Jessica M. Karmasek Jan. 24, 2011, 1:00pm


FRANKFORT, Ky. (Legal Newsline) - Kentucky Attorney General Jack Conway announced last week he filed his papers with the Secretary of State's Office to seek re-election this year.

In a Friday entry on his "Track Jack" blog, he wrote that he is "very much looking forward" to talking with voters about his record of "standing up for Kentucky families."

He goes on to cite his accomplishments, including the creation of a "nationally-recognized" Cybercrimes Unit. The unit, Conway touted, has taken almost 200,000 child porn images off of the Internet.

Conway also pointed to the creation of the state's first prescription drug task force and its Medicare fraud collections -- which are up more than 600 percent, he said.

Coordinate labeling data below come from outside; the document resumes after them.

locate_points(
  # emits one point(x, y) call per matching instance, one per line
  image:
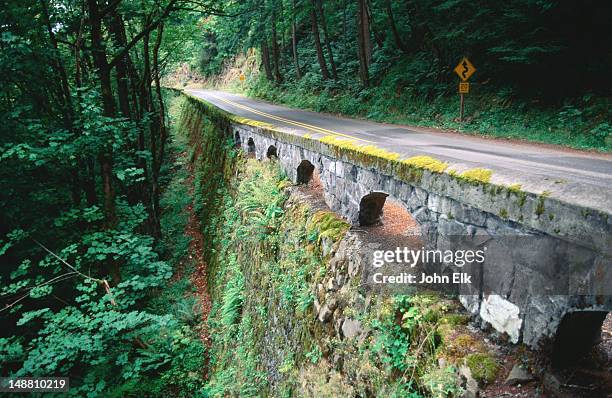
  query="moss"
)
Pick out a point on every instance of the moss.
point(326, 224)
point(540, 206)
point(367, 154)
point(455, 319)
point(484, 368)
point(514, 188)
point(476, 176)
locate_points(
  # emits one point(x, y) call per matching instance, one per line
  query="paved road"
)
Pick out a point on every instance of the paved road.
point(532, 163)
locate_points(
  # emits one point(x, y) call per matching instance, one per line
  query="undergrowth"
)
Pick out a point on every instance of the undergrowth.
point(583, 123)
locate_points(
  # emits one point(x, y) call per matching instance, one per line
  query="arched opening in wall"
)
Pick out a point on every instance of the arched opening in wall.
point(371, 209)
point(582, 355)
point(309, 184)
point(251, 147)
point(578, 334)
point(388, 223)
point(304, 172)
point(272, 152)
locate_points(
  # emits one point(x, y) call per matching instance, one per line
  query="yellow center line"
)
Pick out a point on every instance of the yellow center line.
point(288, 121)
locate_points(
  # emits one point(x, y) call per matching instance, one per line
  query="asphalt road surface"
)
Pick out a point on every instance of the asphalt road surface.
point(585, 172)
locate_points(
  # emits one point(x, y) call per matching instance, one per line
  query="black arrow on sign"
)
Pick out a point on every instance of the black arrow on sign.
point(465, 69)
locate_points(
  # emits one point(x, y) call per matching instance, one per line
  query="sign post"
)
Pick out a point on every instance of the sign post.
point(464, 70)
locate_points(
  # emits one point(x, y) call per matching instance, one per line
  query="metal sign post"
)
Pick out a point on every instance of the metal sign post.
point(464, 70)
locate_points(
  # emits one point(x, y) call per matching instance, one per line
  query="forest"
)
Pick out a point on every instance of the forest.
point(542, 66)
point(95, 180)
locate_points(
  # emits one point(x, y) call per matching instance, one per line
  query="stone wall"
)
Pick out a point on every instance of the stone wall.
point(524, 312)
point(523, 306)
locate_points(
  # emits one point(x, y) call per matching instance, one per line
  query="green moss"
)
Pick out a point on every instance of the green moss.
point(514, 188)
point(455, 319)
point(476, 176)
point(326, 224)
point(540, 206)
point(484, 368)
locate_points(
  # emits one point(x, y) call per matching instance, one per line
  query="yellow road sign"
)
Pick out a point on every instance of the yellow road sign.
point(465, 69)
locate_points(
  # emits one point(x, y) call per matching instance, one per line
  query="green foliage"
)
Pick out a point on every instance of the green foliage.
point(442, 383)
point(484, 368)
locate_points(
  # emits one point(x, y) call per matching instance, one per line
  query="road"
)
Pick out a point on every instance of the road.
point(532, 164)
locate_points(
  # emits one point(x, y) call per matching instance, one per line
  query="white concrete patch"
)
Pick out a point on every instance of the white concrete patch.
point(502, 315)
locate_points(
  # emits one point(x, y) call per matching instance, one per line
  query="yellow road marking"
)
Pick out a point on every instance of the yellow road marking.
point(288, 121)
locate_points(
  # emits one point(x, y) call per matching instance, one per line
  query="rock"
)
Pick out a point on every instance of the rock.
point(471, 385)
point(325, 314)
point(552, 385)
point(518, 375)
point(503, 315)
point(351, 328)
point(330, 285)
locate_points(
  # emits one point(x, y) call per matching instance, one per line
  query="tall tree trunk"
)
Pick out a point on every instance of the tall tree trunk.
point(158, 150)
point(265, 60)
point(59, 68)
point(317, 40)
point(296, 61)
point(396, 36)
point(117, 29)
point(332, 63)
point(275, 50)
point(105, 155)
point(363, 40)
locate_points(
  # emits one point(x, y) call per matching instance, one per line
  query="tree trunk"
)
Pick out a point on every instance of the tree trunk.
point(59, 67)
point(363, 39)
point(317, 40)
point(158, 150)
point(275, 50)
point(332, 63)
point(117, 29)
point(298, 71)
point(265, 60)
point(396, 36)
point(105, 155)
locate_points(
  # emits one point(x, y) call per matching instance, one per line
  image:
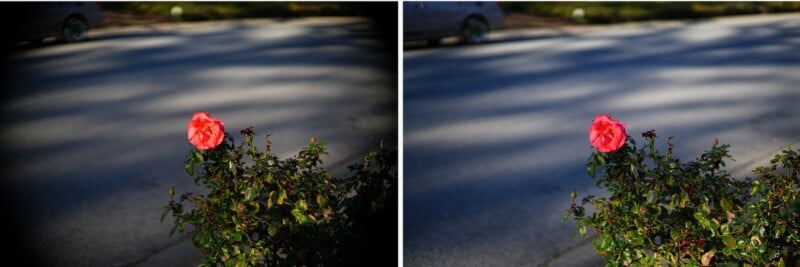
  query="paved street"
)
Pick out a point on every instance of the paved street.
point(496, 135)
point(94, 133)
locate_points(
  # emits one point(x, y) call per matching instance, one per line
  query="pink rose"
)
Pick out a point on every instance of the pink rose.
point(205, 132)
point(607, 134)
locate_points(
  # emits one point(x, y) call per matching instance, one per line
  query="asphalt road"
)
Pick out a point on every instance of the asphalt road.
point(94, 133)
point(496, 136)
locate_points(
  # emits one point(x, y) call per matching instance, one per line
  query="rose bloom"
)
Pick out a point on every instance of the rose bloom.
point(205, 131)
point(607, 134)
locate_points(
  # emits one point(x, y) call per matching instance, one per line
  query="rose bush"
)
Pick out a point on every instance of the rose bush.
point(662, 211)
point(260, 209)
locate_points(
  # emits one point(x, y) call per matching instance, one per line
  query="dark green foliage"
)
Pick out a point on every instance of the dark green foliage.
point(259, 209)
point(663, 211)
point(610, 12)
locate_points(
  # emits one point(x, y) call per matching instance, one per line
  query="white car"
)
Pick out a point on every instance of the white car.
point(68, 21)
point(432, 21)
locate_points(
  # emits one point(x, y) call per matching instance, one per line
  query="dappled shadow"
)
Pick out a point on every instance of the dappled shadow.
point(495, 136)
point(94, 132)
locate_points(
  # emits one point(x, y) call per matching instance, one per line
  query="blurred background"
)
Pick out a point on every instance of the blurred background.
point(495, 123)
point(94, 115)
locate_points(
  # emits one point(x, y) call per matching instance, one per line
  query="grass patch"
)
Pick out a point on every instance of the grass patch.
point(614, 12)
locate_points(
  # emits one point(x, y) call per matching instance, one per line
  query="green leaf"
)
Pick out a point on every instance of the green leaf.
point(249, 193)
point(282, 196)
point(651, 196)
point(197, 157)
point(322, 201)
point(729, 241)
point(301, 205)
point(726, 204)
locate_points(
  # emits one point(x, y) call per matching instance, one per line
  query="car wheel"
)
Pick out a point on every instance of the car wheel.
point(474, 31)
point(75, 30)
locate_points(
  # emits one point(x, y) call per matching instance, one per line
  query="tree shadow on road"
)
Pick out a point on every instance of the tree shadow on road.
point(495, 136)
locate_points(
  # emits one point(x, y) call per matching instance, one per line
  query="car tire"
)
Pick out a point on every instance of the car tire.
point(474, 31)
point(75, 30)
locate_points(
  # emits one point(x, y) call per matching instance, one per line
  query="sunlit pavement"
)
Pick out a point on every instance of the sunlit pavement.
point(94, 133)
point(496, 135)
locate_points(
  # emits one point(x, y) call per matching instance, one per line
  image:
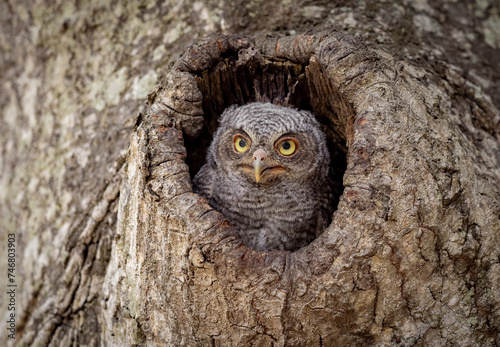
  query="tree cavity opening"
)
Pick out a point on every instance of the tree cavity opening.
point(245, 76)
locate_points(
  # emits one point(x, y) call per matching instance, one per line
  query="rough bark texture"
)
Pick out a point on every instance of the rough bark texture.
point(115, 249)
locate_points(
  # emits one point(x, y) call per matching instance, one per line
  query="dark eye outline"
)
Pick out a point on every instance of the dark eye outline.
point(249, 143)
point(278, 144)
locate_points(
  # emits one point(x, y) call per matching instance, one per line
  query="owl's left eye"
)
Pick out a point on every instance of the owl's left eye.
point(241, 143)
point(287, 147)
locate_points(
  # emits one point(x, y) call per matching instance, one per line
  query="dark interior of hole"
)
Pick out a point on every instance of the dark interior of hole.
point(279, 82)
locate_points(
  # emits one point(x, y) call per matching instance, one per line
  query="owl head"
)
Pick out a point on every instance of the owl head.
point(262, 144)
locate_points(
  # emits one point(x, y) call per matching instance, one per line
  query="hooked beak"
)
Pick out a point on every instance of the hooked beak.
point(259, 164)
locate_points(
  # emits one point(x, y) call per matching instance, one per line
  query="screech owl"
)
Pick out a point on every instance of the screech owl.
point(266, 171)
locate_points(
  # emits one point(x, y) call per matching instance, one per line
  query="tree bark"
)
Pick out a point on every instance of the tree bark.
point(113, 248)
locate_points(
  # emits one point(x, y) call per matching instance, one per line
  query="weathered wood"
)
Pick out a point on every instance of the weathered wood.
point(412, 255)
point(406, 259)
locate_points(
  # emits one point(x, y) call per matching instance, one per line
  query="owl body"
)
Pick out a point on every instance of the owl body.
point(267, 173)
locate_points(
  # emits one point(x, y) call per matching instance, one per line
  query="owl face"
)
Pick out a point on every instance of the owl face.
point(263, 144)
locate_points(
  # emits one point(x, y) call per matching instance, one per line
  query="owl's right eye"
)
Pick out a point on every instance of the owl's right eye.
point(241, 144)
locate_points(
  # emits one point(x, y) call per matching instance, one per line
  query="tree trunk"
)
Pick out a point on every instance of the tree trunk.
point(113, 248)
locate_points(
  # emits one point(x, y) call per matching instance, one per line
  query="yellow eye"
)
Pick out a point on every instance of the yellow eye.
point(241, 144)
point(287, 147)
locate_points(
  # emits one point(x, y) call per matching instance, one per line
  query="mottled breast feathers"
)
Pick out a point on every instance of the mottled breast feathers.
point(267, 172)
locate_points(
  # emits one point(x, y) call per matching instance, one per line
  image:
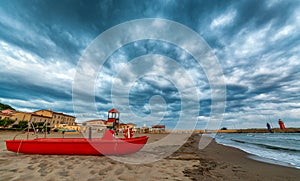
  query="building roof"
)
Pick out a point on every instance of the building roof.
point(95, 120)
point(54, 112)
point(7, 111)
point(159, 126)
point(114, 110)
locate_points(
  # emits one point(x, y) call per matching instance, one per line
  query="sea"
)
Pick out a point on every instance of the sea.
point(276, 148)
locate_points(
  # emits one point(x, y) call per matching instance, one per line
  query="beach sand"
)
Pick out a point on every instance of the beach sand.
point(215, 162)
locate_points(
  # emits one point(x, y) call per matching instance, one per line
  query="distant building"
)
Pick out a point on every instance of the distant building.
point(45, 116)
point(97, 122)
point(158, 128)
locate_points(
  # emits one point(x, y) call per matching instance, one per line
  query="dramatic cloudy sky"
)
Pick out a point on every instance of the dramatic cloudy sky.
point(257, 44)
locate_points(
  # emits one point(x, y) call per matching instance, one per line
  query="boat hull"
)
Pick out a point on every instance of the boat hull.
point(77, 146)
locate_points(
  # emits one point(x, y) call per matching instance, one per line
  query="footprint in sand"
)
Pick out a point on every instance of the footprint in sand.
point(119, 171)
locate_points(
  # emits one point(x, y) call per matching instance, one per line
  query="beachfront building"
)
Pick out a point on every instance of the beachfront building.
point(56, 117)
point(45, 116)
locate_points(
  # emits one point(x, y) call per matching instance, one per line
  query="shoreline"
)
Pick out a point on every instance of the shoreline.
point(215, 162)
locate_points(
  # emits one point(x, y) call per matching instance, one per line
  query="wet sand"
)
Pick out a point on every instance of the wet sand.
point(215, 162)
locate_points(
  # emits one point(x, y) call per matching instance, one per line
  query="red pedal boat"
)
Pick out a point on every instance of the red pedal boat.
point(77, 146)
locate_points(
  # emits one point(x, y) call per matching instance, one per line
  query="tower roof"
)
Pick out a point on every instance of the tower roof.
point(114, 110)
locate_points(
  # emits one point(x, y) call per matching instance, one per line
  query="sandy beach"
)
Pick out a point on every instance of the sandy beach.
point(215, 162)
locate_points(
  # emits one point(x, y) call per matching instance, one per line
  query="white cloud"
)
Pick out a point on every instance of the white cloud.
point(223, 20)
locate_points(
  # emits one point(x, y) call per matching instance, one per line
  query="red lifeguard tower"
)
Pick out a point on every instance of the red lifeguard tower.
point(113, 120)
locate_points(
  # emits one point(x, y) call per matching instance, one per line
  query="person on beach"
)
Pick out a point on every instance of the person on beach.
point(281, 124)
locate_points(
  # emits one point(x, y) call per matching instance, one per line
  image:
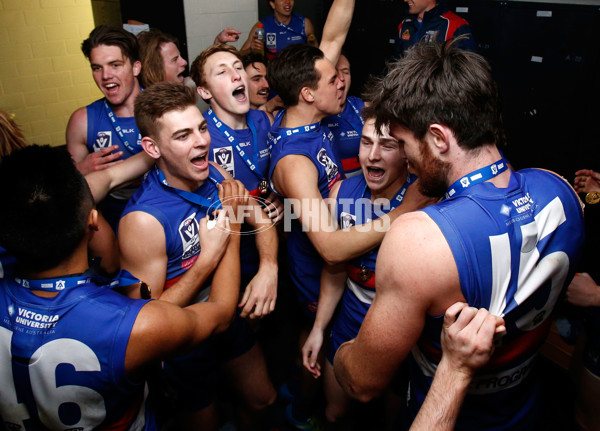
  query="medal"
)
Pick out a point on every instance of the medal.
point(263, 186)
point(364, 274)
point(592, 198)
point(145, 292)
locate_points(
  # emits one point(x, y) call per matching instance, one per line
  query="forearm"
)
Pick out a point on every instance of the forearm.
point(445, 396)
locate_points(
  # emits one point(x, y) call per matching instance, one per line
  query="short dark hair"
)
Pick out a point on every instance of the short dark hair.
point(197, 68)
point(149, 41)
point(251, 58)
point(440, 83)
point(158, 99)
point(293, 70)
point(46, 203)
point(112, 36)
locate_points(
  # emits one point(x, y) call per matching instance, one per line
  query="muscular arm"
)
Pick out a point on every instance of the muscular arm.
point(467, 344)
point(332, 288)
point(85, 161)
point(296, 178)
point(336, 29)
point(144, 254)
point(416, 276)
point(163, 329)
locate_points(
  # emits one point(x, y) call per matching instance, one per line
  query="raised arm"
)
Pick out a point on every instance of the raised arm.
point(416, 276)
point(76, 137)
point(336, 29)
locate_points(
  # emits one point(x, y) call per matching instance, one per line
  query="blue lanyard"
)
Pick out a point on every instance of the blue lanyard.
point(476, 177)
point(223, 128)
point(190, 196)
point(117, 127)
point(354, 124)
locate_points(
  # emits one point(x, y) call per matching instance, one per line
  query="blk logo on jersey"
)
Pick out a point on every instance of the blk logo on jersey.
point(224, 157)
point(103, 140)
point(347, 220)
point(271, 41)
point(330, 167)
point(188, 231)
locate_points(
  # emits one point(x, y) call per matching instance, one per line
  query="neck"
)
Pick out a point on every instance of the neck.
point(233, 121)
point(390, 191)
point(176, 181)
point(283, 19)
point(470, 161)
point(125, 109)
point(301, 115)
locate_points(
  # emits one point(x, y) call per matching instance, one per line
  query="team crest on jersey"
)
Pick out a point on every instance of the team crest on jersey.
point(188, 231)
point(347, 220)
point(224, 157)
point(103, 140)
point(431, 36)
point(271, 41)
point(330, 167)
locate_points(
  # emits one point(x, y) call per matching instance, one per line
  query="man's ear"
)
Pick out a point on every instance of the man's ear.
point(151, 147)
point(137, 68)
point(204, 92)
point(441, 137)
point(307, 95)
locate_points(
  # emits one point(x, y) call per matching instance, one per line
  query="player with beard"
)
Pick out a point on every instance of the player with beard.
point(502, 240)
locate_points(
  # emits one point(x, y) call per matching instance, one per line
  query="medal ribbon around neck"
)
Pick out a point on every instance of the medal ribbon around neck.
point(191, 196)
point(124, 278)
point(476, 177)
point(117, 127)
point(227, 132)
point(355, 124)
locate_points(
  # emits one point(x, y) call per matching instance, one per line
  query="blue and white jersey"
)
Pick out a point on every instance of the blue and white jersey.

"We stood up to companies that gouged consumers and we saved ratepayers over $250 million in proposed utility rate increases," he wrote on his blog.

Conway does not have a Democratic opponent for the seat at this time. However, he may face Hopkins County Attorney Todd P'Pool, who has already filed as a GOP candidate in the race.

The filing deadline is 4 p.m. Tuesday.

Conway previously ran for Kentucky's U.S. Senate seat, which was held by Republican Sen. Jim Bunning. Bunning retired the seat.

Republican Rand Paul defeated Conway in November, but the race for Bunning's seat was a bitter one.

Paul, the son of famously libertarian U.S. Rep. Ron Paul, R-Texas, had attacked Conway for an ad criticizing his alleged college antics and questioning his religious faith.

Paul, following one debate with Conway, went as far as refusing to shake his opponent's hand.

But it seems the heated race hasn't deterred Conway for running for office again.

The Democrat said is he proud of what he and his staff have accomplished in the past three years. In his blog post, he said he will continue to fight "the scourge of drugs" and will work with other agencies to redouble the state's efforts to combat methamphetamine abuse. He also said he is "extremely concerned" about consumer abuses in the for-profit college industry.